The famous photograph was reported missing in August 2022. But the heist took place before that: it has emerged that a fake had been hanging in its place for eight months without anybody noticing.
A 43-year-old man from Powassan, in Ontario province, was arrested on April 25 and charged with multiple offenses, including theft, forgery and trafficking in stolen property, the CBC reported. According to a police source consulted by the network, “details about the painting’s recovery have not been released until now due to the necessary diplomacy required in an international case.”
The famous work had been on display since 1998 inside the lobby of the Fairmont Château Laurier hotel, a massive 660,000-square-foot building with 429 guest rooms that is a national landmark in Canada. The switch was noticed and reported to the police in August 2022, when hotel employees realized that the frame around the photograph was different. But the theft appears to have taken place between December 25, 2021, and January 6, 2022, during a Covid-related lockdown in Ottawa. Establishing the date of the heist was made possible partly by comparing photographs sent in by hotel guests who had taken selfies in front of the picture.
Ottawa police said that thanks to information sent in by the public, forensic analysis and cooperation with law enforcement agencies in other countries, particularly the London police, they were able to track down the perpetrator of the theft, whose name is under a publication ban.
The photograph was taken on December 30, 1941, after the British prime minister had given a speech to Canadian members of parliament to thank them for the country’s war efforts against Nazism.
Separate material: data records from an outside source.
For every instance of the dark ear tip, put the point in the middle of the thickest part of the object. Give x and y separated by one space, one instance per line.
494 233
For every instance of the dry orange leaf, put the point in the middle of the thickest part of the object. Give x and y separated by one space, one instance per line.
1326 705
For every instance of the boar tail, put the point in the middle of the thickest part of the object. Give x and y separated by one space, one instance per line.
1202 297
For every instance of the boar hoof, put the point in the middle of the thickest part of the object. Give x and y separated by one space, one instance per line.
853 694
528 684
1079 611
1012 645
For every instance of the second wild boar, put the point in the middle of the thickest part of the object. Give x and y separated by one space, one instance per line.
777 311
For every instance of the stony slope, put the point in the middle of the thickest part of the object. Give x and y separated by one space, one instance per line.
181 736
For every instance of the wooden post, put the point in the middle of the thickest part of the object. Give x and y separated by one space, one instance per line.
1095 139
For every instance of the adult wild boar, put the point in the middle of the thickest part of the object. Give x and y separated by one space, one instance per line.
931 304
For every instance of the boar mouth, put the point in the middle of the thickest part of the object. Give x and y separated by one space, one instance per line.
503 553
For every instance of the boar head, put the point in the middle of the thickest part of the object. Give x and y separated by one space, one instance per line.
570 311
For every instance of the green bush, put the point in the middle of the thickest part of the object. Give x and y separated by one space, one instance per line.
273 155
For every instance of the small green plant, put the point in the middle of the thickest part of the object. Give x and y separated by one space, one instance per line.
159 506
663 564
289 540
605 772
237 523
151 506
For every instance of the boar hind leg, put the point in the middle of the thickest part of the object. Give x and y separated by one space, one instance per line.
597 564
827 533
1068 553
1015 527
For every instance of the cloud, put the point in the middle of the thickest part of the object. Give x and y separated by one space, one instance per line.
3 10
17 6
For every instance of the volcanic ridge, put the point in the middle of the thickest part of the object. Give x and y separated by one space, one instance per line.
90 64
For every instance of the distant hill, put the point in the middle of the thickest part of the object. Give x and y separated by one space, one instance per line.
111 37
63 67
In addition to being published on the cover of Life magazine, the photograph has appeared on the back of the five-pound banknote since 2016.
Yousuf Karsh was a star in his own right. In a career spanning several decades, his lens captured other leading 20th-century figures such as Pablo Picasso, Indira Gandhi, Muhammad Ali, Queen Elizabeth II and Ernest Hemingway. Of Armenian descent, Karsh arrived in Canada in 1924 at the age of 16, and died in Boston in 2002.
The photographer, who personally donated the Churchill photograph to the hotel, lived in one of its rooms for nearly 18 years. Hotel management said it will increase its security measures when it puts the item back on display.